それから3日後の夜、俺の叔父を名乗る人物が家を訪ねてきた。



叔父に連れられて向かった先は、葬式会場だった。



その時初めて、俺は、父と母の死を知らされた。



2人の死因は、モンスターに襲われた事によるものだったと、叔父は話してくれた。



あまりにも危険な場所だった為、遺体の回収すら叶わなかったという。



俺はそれを聞いても、不思議と涙は出なかった。



物心ついた時から、両親との思い出は殆ど無いに等しかった。


目を覚ますと既に家にはおらず、俺が寝てから帰ってくる為、顔を合わせる事自体珍しかった。


今思えば、自分は可哀想な子だったのかもしれない。


その後、俺はしばらく叔父の家で過ごす事となった。


叔父は無口で、俺に関心がない様子だった。



他の親戚の人達も、俺が気に入らないのか冷たい態度だった。


彼らは毎晩のように、誰が俺を引き取るかで揉めていた。



ロクに働きもせず、カードばかりを追っていた父と母を、親戚一同疎ましく思っていたらしい。
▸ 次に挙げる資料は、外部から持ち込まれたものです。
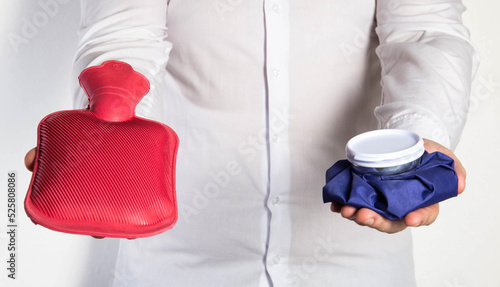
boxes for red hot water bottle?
[25,61,179,238]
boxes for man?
[27,0,476,286]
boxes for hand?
[331,139,466,233]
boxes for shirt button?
[272,3,281,13]
[273,68,280,77]
[271,134,280,143]
[271,196,280,206]
[273,255,281,264]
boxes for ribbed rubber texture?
[25,110,178,238]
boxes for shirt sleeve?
[72,0,172,120]
[375,0,479,149]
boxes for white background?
[0,0,500,287]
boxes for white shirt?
[71,0,477,287]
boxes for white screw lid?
[346,129,425,168]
そんな2人の子である俺を、全員で押し付けあっているようだった。



薄い壁の向こうから聞こえてくる大人達の怒声。



俺は、そんな争いが嫌で仕方なく、いつも耳を塞ぎながら夜を過ごした。



自分はきっと、ここに居てはいけないのだ、そう思えて仕方がなかった。




そして両親の葬式から10日後の夜、俺は叔父の家を飛び出した。



行くあてなどなかったが、とにかく走り続けた。



出来るだけ遠くへ、あの醜い大人達の声が聞こえない所まで。



がむしゃらに走った俺は、いつの間にか森の中へと迷い込んでいた。



そこは、初心者カードコレクターがよく利用する、ビギナーの森と呼ばれる場所だった。



草木の葉擦れの音に混じって、不気味な鳥の鳴き声が聞こえる。



辺りに人は住んでおらず、月明かりが僅かに差し込むだけで、辺りは闇に支配されている。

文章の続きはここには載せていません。